I cringed upon hearing the instructions, but as an aspiring straight-A student, I was determined not to fail in this mission. To say I was just a little grossed out by the prospect would be a gross understatement!
After I designed a fashionable exhibition board with 20 multi-coloured squares of construction paper, I began my woeful hunt. Among my prey were a June bug, several other types of beetles, a few butterflies and moths, a bumble bee and a cicada.

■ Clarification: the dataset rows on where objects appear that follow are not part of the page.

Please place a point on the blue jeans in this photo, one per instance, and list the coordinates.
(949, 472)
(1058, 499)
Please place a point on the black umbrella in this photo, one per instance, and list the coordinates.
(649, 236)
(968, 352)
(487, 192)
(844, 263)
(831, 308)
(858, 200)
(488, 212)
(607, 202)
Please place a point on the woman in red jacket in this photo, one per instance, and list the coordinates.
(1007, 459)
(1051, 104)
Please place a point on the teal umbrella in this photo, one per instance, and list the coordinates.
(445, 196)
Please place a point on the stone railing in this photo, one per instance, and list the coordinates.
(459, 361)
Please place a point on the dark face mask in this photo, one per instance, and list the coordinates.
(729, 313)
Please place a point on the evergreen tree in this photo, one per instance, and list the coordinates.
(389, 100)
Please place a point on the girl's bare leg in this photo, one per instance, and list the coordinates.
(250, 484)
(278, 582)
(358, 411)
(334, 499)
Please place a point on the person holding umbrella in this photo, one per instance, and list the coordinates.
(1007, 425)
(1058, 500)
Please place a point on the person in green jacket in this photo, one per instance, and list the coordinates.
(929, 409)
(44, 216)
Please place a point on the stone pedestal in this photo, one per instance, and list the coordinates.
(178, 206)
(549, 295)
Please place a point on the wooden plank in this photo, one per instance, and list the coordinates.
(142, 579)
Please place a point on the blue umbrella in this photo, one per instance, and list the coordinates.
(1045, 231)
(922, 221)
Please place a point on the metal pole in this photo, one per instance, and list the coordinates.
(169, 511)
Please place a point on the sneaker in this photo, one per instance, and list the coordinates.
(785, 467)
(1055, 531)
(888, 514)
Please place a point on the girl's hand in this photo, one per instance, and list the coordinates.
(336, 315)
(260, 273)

The prescribed method of kill – and forgive me entomologists – involved putting them in a glass jar with cotton pads soaked in nail polish remover and closing the lid. Nail polish remover smells bad; add the stress of dying insects, and, well, ick. The cicada freaked me out. I’d never heard such an ungodly ruckus as when that poor thing buzzed itself into oblivion.
Then the affixing stage. This caused me no end of anxiety. I positioned the little corpses carefully into place with tweezers, but the pinning! Oh, how terrified I was that my finger or thumb would slip and I’d end up squishing the guts out of them. I didn’t want to touch the little beasties, alive or dead! (Sorry Indiana Jones, but if it had been me reaching through the mass of writhing insects to pull that lever in the Temple of Doom movie, you’d not have survived.)

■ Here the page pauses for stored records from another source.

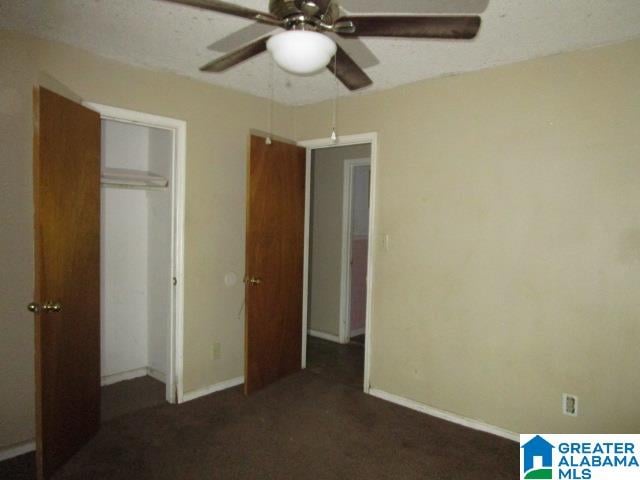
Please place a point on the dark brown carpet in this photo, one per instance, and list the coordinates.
(130, 396)
(305, 426)
(333, 361)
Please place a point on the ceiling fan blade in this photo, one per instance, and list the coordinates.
(234, 58)
(348, 71)
(456, 27)
(416, 6)
(231, 9)
(241, 37)
(356, 48)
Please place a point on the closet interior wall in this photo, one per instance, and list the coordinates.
(136, 255)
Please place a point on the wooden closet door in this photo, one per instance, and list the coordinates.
(274, 262)
(67, 277)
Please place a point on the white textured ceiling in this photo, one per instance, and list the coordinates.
(162, 36)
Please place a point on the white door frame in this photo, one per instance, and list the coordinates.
(175, 343)
(347, 234)
(343, 141)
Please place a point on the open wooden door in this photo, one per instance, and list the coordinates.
(274, 262)
(67, 277)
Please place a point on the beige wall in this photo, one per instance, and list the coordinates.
(326, 235)
(512, 203)
(218, 122)
(16, 245)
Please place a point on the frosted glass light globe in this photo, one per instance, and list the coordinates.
(301, 52)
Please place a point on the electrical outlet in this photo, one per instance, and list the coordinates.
(216, 351)
(569, 405)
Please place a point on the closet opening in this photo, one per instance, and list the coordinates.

The sweat ran down the sides of my face as I held my breath and hoped I was skewering the right spots and wouldn’t dismember them accidentally. The cicada was the worst and the pin slid a bit sideways. As soon as my thumb touched its scaly exterior, I leapt up and danced around the room emoting like the teenage girl I was.
Eventually this ghoulish project that was meant to teach us about sorting by phylum, etc. was done. It was almost pretty, in a way, in terms of aesthetics. The remaining great hazards included keeping the family cat from snacking on the collection and transporting it to school. Yes, I got an ‘A’.
But the bugs got their karmic revenge.
First with an invasion of cockroaches in the compartment (too small for apartment) where I lived when attending grad school, though I developed superhero-level peripheral vision that year and learned how to effectively use a caulking gun.
And then when an exotic and very large bee crawled out of the broccoli I was washing one late November night. I caught it rather deftly, thinking it might actually be a ‘killer bee’ and then I gave it a new home in a jar with holes, fed it well, and engaged the museum community in helping to identify its origin. The little stowaway even stumped the Toronto experts for a time and had to be sent to Ottawa for verification.
As it turned out, my innocuous honey bee travelled all the way from southern California to teach me a new science lesson.